The Citrix NetScaler ADC responder Policy Action
add responder action res_act_send2language-Browser redirect "\"https://example.com/\" + HTTP.REQ.HEADER(\"Accept-Language\").SUBSTR(0,2) + \"/\"" -responseStatusCode 301
In this case the action is extremely simple: I’m just using the very left two characters of the language string. Reason phrase again is 301 (see above)
The Citrix NetScaler ADC responder Policy
We have to decide, when to do this. This may only be done, if there is no language set (i.e.; if the URL is empty. Keep in mind: In Citrix ADC (NetScaler) a URL does not contain the host name. So we do this only if the user surfed to http(s)://example.com/
add responder policy res_pol_send2language-browser "HTTP.REQ.HEADER(\"Accept-Language\").CONTAINS_ANY(\"languages2\")" res_act_send2language
(my screen shot, however, has a log action. I used this action for debugging reasons. It’s not needed!)
What to do with the rest?
The Citrix NetScaler ADC catch all policy action
In the end we need a policy for al the rest: Unsupported regional domains (this should not exist) and unsupported browser languages. My custumer mandated: It should point to English!

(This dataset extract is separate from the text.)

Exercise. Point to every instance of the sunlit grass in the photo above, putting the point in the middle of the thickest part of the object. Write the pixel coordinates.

add responder action res_act_send2english redirect "\"/en/\"" -responseStatusCode 301
So all requests get send to English
The Citrix NetScaler ADC catch all policy
When will we do this? only if the user did not specify any language. The Citrix NetScaler ADC policy is similar to the policy above:
add responder policy res_pol_send2english "HTTP.REQ.URL.EQ(\"/\") " res_act_send2english
The policy label
As I need this a total of four times (for http and https, both in production and test environment), I created a policy label. Policy label are collections of policies, invoked by a single policy.
add responder policylabel res_lab_send2language
bind responder policylabel res_lab_send2language res_pol_send2language_hostname 100 END
bind responder policylabel res_lab_send2language res_pol_send2language-browser 110 END
bind responder policylabel res_lab_send2language res_pol_send2english 900 END
Priority value of binding is not very important as long as you keep the order. NetScaler usually starts binding with 100, binding in intervals of 10, so I followed this standard. And I usually put the “catch the rest” policy far behind the other to have plenty of space to create more policies, that’s why I used priurity of 900.
Invoking the policy label
Policy labels have to get invoked using policies. So I created a simple policy, doing nothing. The label gets invoked if this policy is hit.

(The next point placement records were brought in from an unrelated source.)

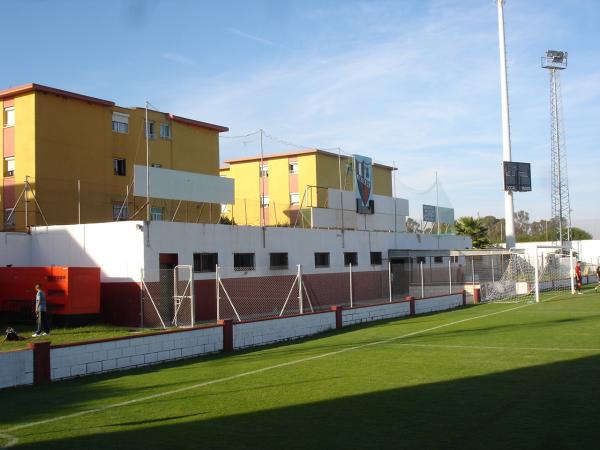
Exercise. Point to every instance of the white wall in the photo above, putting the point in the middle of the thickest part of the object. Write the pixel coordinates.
(116, 247)
(371, 313)
(588, 250)
(16, 368)
(15, 249)
(300, 244)
(120, 354)
(251, 334)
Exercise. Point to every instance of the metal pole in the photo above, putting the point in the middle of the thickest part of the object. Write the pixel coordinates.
(450, 274)
(422, 287)
(437, 204)
(536, 274)
(147, 166)
(351, 296)
(341, 193)
(300, 299)
(390, 279)
(557, 162)
(26, 211)
(506, 150)
(192, 306)
(572, 271)
(218, 291)
(142, 297)
(79, 202)
(262, 183)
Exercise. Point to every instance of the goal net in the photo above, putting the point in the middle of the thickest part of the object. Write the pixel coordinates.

add responder policy res_pol_send2language "(HTTP.REQ.URL.EQ(\"/\")" NOOP
bind lb vserver lb_vsrv_website_productiv_ssl -policyName res_pol_send2language -priority 100 -gotoPriorityExpression END -type REQUEST -invoke policylabel res_lab_send2language
This creates the policy res_pol_send2language with built in action NOOP. It than binds this policy to lb_vsrv_website_productiv_ssl with a priority of 100, thereby invoking the policy label.
You could say: Policies checking for a url of “/” would not need a policy condition. That’s true as they may only get invoked if this dummy policy is hit. And the dummy policy is checking for exactly this. I did the policy expressions like that as some of you foks won’t use a policy label. It’s not like that at my customer’s Citrix ADC (NetScaler).